Which Dogs get Bloat?
Dogs & bitches are affected equally. Deep-chested dogs seem to be at more risk. Many Newfoundlands die from this condition and at any age, especially (anecdotally) after 11pm at night.
Liverpool University did some extensive research and came to no conclusion.
Food does not seem to be a factor, but stress & large intakes of water could be. Eating from a raised bowl could also be a factor. (In the wild, dogs mainly lie down to eat). Having a first degree relative who has suffered bloat.
The earlier this is recognised and veterinary help obtained, the better.
First the dog will be restless. It may attempt to vomit every 10-15 minutes, with no relief, or a white frothy saliva may be seen.
The stomach may be distended.
The dog will then start salivating , whining & panting and shock will develop.
TAKE THE DOG TO THE VET IMMEDIATELY! This is a medical emergency and should be treated NOW.
The vet will first try and alleviate pressure build-up in the stomach and may treat the shock.
Surgery may then be affected to untwist the stomach. Often the vet will staple the stomach to the cavity wall to help prevent future twisting. Parts of the stomach may have to be removed if blood has been prevented from reaching them and has begun to die. The spleen may also be removed.
Surgery is not always successful.
Arrhythmias (irregular heartbeat) due to the decreased blood flow back to the heart.
Postoperative gastric ulceration, open sores on the mucous membrane of the stomach caused by accumulated gastric juices (Gastric ulcers may occur—usually within 5 to 7 days following surgery—and may rupture, causing septic peritonitis, an infection and inflammation of the peritoneum, the membrane that lines the abdomen.)
Recurrence of gastric dilatation
The risk of bloat can be reduced in the following ways:
Eating small portions throughout the day (especially important for large, deep-chested dogs)
Not breeding dogs with a family history of GDV
Surgically "stapling" the dog's stomach to the inner abdominal wall (gastropexy) to prevent twisting
Waiting 1 to 2 hours after eating before exercising (especially important for large, deep-chested dogs)
Prevention measures are in no way guaranteed.
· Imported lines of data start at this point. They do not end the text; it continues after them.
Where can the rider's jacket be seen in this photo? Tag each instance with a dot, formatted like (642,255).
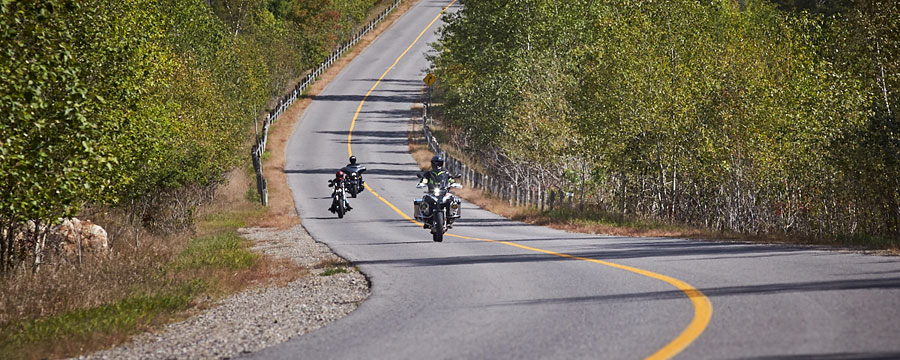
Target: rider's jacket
(434,177)
(353,168)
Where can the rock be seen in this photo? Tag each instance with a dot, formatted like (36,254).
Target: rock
(71,232)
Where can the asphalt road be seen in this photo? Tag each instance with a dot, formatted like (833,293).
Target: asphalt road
(537,293)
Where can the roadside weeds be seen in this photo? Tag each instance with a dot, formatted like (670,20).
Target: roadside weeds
(182,274)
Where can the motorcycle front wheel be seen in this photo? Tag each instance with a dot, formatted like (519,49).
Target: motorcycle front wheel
(437,230)
(341,208)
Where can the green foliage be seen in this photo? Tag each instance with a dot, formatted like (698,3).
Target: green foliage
(108,102)
(741,117)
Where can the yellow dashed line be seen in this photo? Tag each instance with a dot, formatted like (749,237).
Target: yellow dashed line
(701,303)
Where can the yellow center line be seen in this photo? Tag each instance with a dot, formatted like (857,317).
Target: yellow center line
(701,303)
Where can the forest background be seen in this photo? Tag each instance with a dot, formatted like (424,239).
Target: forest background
(752,117)
(133,114)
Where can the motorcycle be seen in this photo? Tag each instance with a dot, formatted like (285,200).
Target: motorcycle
(355,183)
(339,203)
(439,208)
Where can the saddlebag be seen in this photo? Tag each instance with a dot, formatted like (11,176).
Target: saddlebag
(417,209)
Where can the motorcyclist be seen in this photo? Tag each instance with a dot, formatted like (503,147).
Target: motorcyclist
(338,181)
(353,167)
(436,174)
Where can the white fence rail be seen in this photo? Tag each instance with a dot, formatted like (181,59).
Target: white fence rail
(285,101)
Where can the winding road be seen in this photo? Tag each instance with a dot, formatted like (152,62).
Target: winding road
(499,289)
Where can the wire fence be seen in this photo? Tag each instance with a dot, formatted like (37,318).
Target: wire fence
(285,101)
(537,195)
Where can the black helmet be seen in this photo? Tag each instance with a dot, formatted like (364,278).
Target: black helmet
(437,162)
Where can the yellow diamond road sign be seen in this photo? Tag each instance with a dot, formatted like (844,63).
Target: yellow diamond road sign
(429,79)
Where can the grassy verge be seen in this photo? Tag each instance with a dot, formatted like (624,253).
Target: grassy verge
(149,280)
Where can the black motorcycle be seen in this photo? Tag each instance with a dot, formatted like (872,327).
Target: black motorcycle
(355,183)
(438,209)
(339,203)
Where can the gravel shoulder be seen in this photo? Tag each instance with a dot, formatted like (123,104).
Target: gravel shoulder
(258,318)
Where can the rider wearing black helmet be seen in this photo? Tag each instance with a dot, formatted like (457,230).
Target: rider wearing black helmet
(352,168)
(436,174)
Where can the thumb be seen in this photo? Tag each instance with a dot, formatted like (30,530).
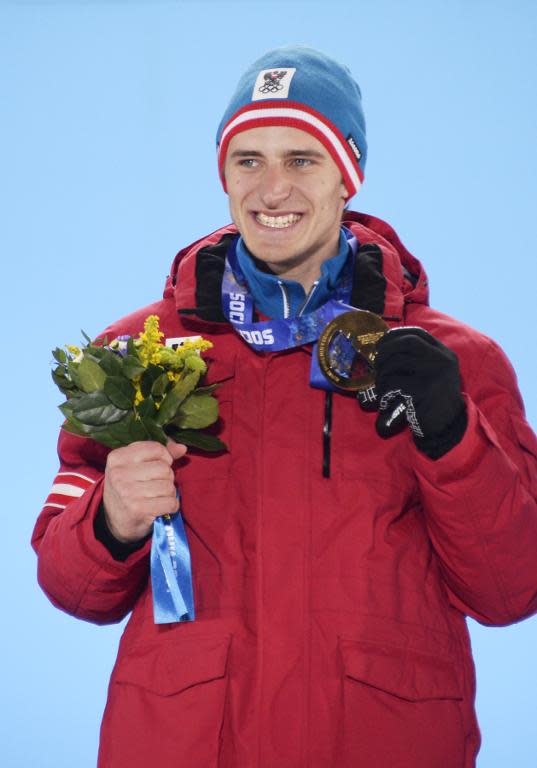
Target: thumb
(176,450)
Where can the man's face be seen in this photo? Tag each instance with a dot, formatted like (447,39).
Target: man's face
(286,197)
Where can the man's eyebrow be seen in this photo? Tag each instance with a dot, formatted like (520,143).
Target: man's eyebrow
(313,153)
(246,153)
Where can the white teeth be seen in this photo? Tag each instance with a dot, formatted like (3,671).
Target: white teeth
(278,222)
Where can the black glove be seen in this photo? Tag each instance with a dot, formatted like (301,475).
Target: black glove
(418,383)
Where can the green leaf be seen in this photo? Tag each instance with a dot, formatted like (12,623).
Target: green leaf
(160,385)
(175,397)
(60,378)
(120,392)
(132,366)
(59,355)
(95,353)
(195,439)
(147,411)
(72,371)
(91,376)
(128,430)
(96,410)
(111,363)
(149,376)
(197,412)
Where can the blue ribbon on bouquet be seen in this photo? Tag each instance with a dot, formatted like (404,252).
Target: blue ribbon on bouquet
(171,571)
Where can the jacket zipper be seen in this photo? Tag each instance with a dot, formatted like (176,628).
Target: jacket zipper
(327,426)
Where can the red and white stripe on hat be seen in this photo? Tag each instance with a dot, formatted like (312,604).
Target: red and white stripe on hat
(66,487)
(294,115)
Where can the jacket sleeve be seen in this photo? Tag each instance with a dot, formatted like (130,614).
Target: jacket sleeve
(480,500)
(75,570)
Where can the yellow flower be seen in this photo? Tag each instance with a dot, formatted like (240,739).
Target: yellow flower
(138,398)
(150,341)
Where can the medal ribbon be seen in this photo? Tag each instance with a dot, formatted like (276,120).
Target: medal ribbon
(171,572)
(279,334)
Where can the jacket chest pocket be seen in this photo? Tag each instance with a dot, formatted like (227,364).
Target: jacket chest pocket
(200,466)
(166,704)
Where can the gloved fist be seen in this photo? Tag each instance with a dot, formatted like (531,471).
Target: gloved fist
(418,383)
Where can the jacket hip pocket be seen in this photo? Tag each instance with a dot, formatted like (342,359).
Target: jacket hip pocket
(401,707)
(166,705)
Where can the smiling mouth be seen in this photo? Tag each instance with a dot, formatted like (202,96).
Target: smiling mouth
(278,222)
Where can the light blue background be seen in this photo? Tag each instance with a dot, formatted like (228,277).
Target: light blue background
(108,113)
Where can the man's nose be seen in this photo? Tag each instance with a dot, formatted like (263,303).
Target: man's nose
(275,187)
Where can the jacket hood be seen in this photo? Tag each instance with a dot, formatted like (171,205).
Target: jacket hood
(387,275)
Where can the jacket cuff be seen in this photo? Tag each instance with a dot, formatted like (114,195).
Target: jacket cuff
(436,446)
(119,550)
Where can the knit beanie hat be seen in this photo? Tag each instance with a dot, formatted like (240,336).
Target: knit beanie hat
(301,88)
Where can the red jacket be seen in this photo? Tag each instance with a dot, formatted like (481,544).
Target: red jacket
(330,625)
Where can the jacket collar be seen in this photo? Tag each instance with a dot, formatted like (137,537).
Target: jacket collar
(387,276)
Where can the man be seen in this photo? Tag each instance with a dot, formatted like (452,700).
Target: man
(340,542)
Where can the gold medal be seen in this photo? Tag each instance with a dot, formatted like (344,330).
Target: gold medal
(348,347)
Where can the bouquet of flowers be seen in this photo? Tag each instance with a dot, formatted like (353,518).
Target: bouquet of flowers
(132,389)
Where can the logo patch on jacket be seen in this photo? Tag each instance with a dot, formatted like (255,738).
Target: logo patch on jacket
(273,84)
(178,341)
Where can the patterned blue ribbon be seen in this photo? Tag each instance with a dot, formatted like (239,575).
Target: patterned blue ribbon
(279,334)
(171,571)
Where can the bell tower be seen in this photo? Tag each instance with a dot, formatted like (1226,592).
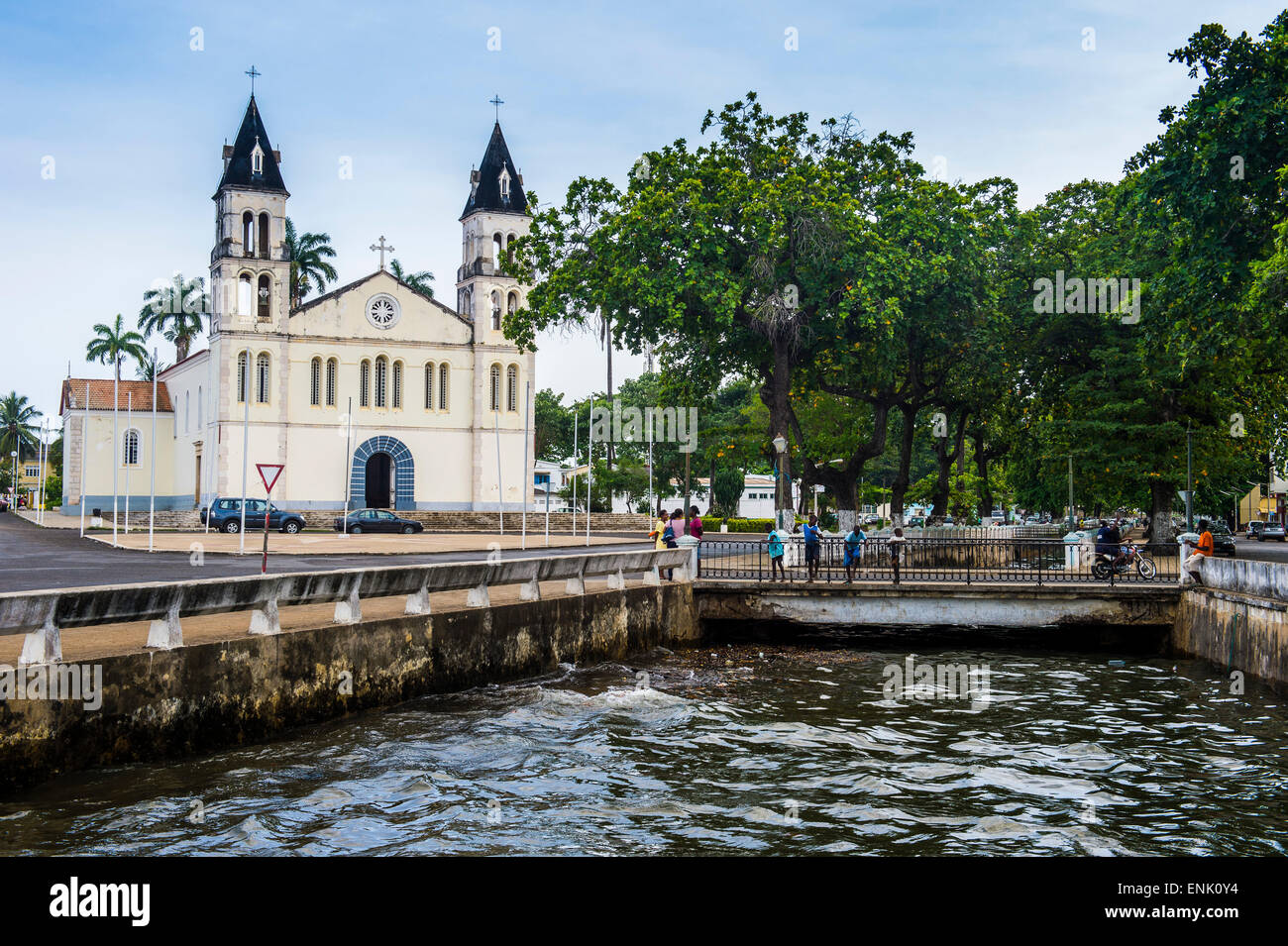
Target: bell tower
(496,213)
(249,266)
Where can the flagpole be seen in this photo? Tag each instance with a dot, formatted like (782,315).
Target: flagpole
(575,418)
(153,455)
(527,472)
(116,435)
(129,426)
(245,448)
(84,456)
(500,493)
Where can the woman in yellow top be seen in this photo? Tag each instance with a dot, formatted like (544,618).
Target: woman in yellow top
(658,528)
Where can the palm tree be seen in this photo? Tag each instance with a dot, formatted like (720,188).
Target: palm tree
(149,368)
(309,267)
(17,425)
(417,282)
(175,312)
(112,343)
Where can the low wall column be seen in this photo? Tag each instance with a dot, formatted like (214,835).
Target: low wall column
(44,645)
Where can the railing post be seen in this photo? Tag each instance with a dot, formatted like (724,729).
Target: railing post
(348,610)
(46,645)
(478,596)
(531,589)
(167,632)
(417,602)
(266,619)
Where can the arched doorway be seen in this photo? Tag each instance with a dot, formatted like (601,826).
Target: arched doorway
(382,473)
(380,477)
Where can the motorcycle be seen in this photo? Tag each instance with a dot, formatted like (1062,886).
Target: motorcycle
(1104,564)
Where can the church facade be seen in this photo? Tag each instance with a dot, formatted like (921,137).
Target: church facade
(372,392)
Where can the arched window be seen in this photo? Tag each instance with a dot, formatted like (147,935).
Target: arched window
(381,381)
(130,448)
(245,295)
(262,378)
(494,389)
(266,297)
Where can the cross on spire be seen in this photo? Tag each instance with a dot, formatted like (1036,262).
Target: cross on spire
(382,248)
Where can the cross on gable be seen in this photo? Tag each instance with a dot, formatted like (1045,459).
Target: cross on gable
(382,248)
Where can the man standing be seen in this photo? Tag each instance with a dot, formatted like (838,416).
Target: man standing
(812,545)
(1193,566)
(853,551)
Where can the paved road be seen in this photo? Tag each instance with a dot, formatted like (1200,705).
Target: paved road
(37,559)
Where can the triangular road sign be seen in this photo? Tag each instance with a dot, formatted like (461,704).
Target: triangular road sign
(268,473)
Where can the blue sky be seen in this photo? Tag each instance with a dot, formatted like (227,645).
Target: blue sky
(134,120)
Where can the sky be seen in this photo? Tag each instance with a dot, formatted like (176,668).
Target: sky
(114,119)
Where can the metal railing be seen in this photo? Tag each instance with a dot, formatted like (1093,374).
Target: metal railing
(42,615)
(967,560)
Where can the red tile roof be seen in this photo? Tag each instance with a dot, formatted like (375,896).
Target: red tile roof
(136,394)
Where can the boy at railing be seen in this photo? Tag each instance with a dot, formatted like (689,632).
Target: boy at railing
(853,551)
(776,556)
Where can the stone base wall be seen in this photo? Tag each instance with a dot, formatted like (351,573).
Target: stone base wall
(434,520)
(202,697)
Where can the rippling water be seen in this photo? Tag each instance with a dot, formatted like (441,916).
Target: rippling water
(724,751)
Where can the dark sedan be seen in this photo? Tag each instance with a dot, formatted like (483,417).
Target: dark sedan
(1223,541)
(377,520)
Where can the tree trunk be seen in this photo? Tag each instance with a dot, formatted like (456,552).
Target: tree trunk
(1160,511)
(901,481)
(986,490)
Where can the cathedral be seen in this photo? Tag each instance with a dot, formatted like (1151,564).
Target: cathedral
(370,394)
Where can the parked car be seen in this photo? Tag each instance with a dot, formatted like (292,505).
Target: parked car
(1223,541)
(1271,530)
(377,520)
(226,516)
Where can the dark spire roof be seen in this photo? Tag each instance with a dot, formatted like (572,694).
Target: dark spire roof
(237,170)
(487,194)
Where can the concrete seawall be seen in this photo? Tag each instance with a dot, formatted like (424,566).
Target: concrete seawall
(206,696)
(1237,619)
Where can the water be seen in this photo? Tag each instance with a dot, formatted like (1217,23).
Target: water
(729,749)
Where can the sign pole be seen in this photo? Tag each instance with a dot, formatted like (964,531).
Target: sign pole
(269,481)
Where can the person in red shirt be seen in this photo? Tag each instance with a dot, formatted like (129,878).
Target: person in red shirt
(1193,566)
Without prompt medical attention, bloat can cause death. Death can occur even after treatment; the prognosis depends on the dog's condition during and after the surgery. The more time that passes from the onset of symptoms to the initiation of treatment, the worse the prognosis. Dogs that require removal of part of the stomach have a decreased chance of survival. Dogs that recover well 7 days after surgery have a very good chance of survival.
Recurrences are common, especially in dogs that do not undergo stomach stapling. As many as 80% of all dogs that don't have stomach stapling suffer recurrences, compared to 3% to 5% of dogs that do.